Again, I am not a wizard, and I suggested some fairly non-wizard like and mundane things, like: in my experience it can be helpful to create a some structure to the process, like with a hiring scorecard to qualify candidates and a timeline and etc.
Oh, I’ve been hiring people my whole career, he said. I’m great at structured processes.
Reader, he was, to judge by the staffing situation, definitely not, nor had he ever been.
I told my therapist about this.
I said man, maybe this isn’t appropriate for therapy, it’s not really about me. I mean it’s about me, but it’s really about somebody else.
I paused. He was silent. Like stone cold silent.
Easter Island statue, this guy.
I tried again.
Everything I say is about me isn’t it?
He raised his eyebrows. Look it’s on your mind, he said. You’re interested in it, so I’m interested in it.
Well isn’t that just the kindest fucking thing to say ever. You see! Psychological safety!
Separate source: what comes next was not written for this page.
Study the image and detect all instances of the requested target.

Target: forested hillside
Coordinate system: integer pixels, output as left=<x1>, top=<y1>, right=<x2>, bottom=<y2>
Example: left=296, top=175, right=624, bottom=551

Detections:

So look, he said. With those kinds of people—and here I imagined he was smoking a pipe, but we were on zoom and he was actually windexing his office kitchen—With those kinds of people, direct confrontation is totally useless. They may have instability of self-esteem. They feel completely grandiose at one moment and like they’re the worst person in the world in another. So all of their defenses are organized around maintaining the impression of themselves as amazing.
And isn’t it hard to be a consultant in those cases.
You’re hired to do something, ostensibly to provide advice, but your client’s defenses are organized against taking that advice.
If you can’t tell a person what to do, my guy said, or sometimes even suggest it, you can always explain what the situation is, reflect back to them what they’re hung up on at the moment, reiterate to them what decisions they’re making, and the consequences of taking actions.
I thought about my conversations with the defensive executive.
If you do X, what are the downsides? What are the upsides? And if you do Y, what are the downsides? What are the upsides?
In that way you don’t challenge them directly, he said.
Instead, you challenge them by helping them to make the most considered decision possible for who they are.
Which is really all we can ask of anyone.